Which means I’m combining this post with my annual “More and Less” post. You know, because I can’t actually count on myself to post regularly.

Anyway, let’s talk about year seven (and a half). First, seven (and a half) years. I can’t actually believe I’ve been in San Francisco this long. I simultaneously think of this city like it’s the back of my hand and a complete stranger at the same time. I’ve been here long enough at this point to see how the city has evolved. For better and for worse.

There are a lot more “tech bros” here now. It’s absurdly expensive to live. Colorful nooks and crannies of the city are becoming more and more gentrified. And the people moving in aren’t always so appreciative of San Francisco’s culture and history. There are more people here just wanting to make a buck (or a million) than before, and that has definitely changed the feel of the city. Sometimes it feels like it’s an “us vs. them” mentality — a constant battle of who knows best. Then again, who am I to talk. I work at a large tech company, make good money, and live right in the heart of downtown SF.

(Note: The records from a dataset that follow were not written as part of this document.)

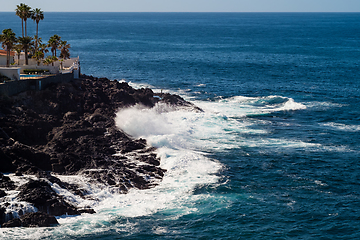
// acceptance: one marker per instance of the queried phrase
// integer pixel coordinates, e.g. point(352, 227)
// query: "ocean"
point(275, 153)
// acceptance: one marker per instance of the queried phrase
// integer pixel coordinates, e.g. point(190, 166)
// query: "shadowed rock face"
point(70, 129)
point(38, 219)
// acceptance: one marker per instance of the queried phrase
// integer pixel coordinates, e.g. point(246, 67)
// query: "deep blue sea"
point(274, 155)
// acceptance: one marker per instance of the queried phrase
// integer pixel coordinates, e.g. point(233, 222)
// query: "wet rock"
point(68, 129)
point(2, 193)
point(34, 219)
point(12, 223)
point(40, 193)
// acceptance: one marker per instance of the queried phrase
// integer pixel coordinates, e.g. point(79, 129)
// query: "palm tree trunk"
point(26, 58)
point(37, 35)
point(7, 57)
point(22, 26)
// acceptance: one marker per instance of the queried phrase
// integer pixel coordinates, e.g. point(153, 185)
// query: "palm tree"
point(18, 12)
point(54, 43)
point(50, 60)
point(64, 48)
point(26, 43)
point(38, 56)
point(8, 38)
point(37, 15)
point(18, 48)
point(42, 48)
point(24, 12)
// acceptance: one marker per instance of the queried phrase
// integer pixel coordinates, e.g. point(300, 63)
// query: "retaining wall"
point(14, 87)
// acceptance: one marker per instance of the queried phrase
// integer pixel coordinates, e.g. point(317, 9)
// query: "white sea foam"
point(183, 138)
point(343, 127)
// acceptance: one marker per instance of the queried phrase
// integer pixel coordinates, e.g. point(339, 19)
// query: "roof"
point(3, 53)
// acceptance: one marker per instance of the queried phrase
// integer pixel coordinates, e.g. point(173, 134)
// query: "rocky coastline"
point(69, 129)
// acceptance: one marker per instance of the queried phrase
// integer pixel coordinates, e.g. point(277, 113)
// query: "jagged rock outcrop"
point(69, 129)
point(35, 219)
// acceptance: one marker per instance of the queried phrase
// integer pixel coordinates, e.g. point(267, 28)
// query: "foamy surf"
point(183, 138)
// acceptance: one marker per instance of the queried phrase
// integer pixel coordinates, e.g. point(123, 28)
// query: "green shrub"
point(34, 71)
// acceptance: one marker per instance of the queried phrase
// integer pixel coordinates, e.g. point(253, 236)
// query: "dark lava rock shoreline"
point(69, 129)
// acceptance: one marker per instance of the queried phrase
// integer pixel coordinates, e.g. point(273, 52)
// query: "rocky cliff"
point(69, 129)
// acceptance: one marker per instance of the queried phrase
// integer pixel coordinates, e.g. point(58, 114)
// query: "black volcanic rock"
point(34, 219)
point(45, 198)
point(70, 128)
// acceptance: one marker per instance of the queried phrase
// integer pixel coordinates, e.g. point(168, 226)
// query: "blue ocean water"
point(274, 155)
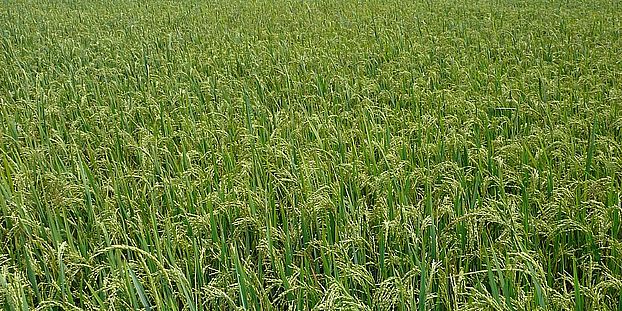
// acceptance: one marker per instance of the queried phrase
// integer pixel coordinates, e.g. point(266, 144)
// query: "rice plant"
point(310, 155)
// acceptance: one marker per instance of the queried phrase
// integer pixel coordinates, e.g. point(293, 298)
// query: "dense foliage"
point(318, 154)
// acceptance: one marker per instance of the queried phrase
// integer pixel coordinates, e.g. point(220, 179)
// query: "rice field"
point(310, 155)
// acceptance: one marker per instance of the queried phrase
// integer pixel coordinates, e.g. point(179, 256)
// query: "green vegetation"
point(318, 154)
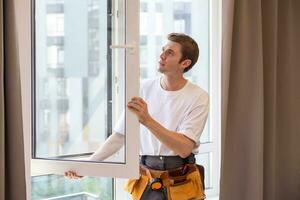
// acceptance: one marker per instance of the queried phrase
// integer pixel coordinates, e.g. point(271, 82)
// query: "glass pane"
point(205, 159)
point(79, 94)
point(60, 188)
point(157, 19)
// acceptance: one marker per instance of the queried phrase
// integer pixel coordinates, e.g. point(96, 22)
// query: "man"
point(173, 113)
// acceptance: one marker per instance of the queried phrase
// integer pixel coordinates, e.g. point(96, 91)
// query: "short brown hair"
point(189, 48)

The influx of newcomers into the city has certainly made me think about and appreciate what I do love about living here. The culture, the people, the diversity, the trendy spots, and the gritty bits. Especially the gritty bits. Perhaps Julie and Gabe have rubbed off on me with their hipster ways, but more and more, I prefer the not-yet-discovered hangouts over the posh new finds.

This past year has felt a lot like settling in. One of the hardest part of living in San Francisco is building and keeping good, strong friendships. I’ve talked about how transient this city is and that makes it very hard to maintain a solid “girl group.” But, it’s oh so important to have friendships that feel like home. And this year, I feel incredibly fulfilled with the relationships and friendships in my life. From face masks to concerts to dinner parties to watching sports to lounging around in yoga pants, the girls (and the boys) have filled a hole I didn’t even know existed. And for that, I’m thankful.

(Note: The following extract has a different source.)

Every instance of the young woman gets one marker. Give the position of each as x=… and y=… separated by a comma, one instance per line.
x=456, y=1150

This yearly recap wouldn’t be complete without a mention of my other half. My lady soulmate. My shoulder to cry on, closet-sharing, real-talking, truth-bombing, total badass Fempress of a bestie, Julie. This year would not have been the same without her. You know those people who just make you a better person, who lift you up and inspire you and encourage you to be the absolute best version of yourself? Those people who push you out of your comfort zone in a way that helps you grow as a human? Who just feel like a magical extension of yourself that you don’t know how you’ve gotten this far without them? Well, she is that to me, and I couldn’t be more grateful to have her in my life.

I know I say this in every year’s post, but this past year was full of so many great memories. Tahoe trips with friends and (thanks to my shoulder surgery) we moved our annual father/daughter fishing trip to Cali this year and hiked our hearts out. Loads of dinners, double dates, group dates, girls nights, eating at all the places. Europe trips — Copenhagen, Stockholm, London, Munich. My college roommate got married (and I threw a pretty epic bachelorette party in Austin). Brandon came to visit, mom came to visit, Dad and I went to Tahoe (as I mentioned).

I spent the vast majority of the months of May and June panicking about my surgery (seriously). I faced a huge fear and actually went through with my shoulder surgery. If there’s one big personal accomplishment of mine this year, that’s it.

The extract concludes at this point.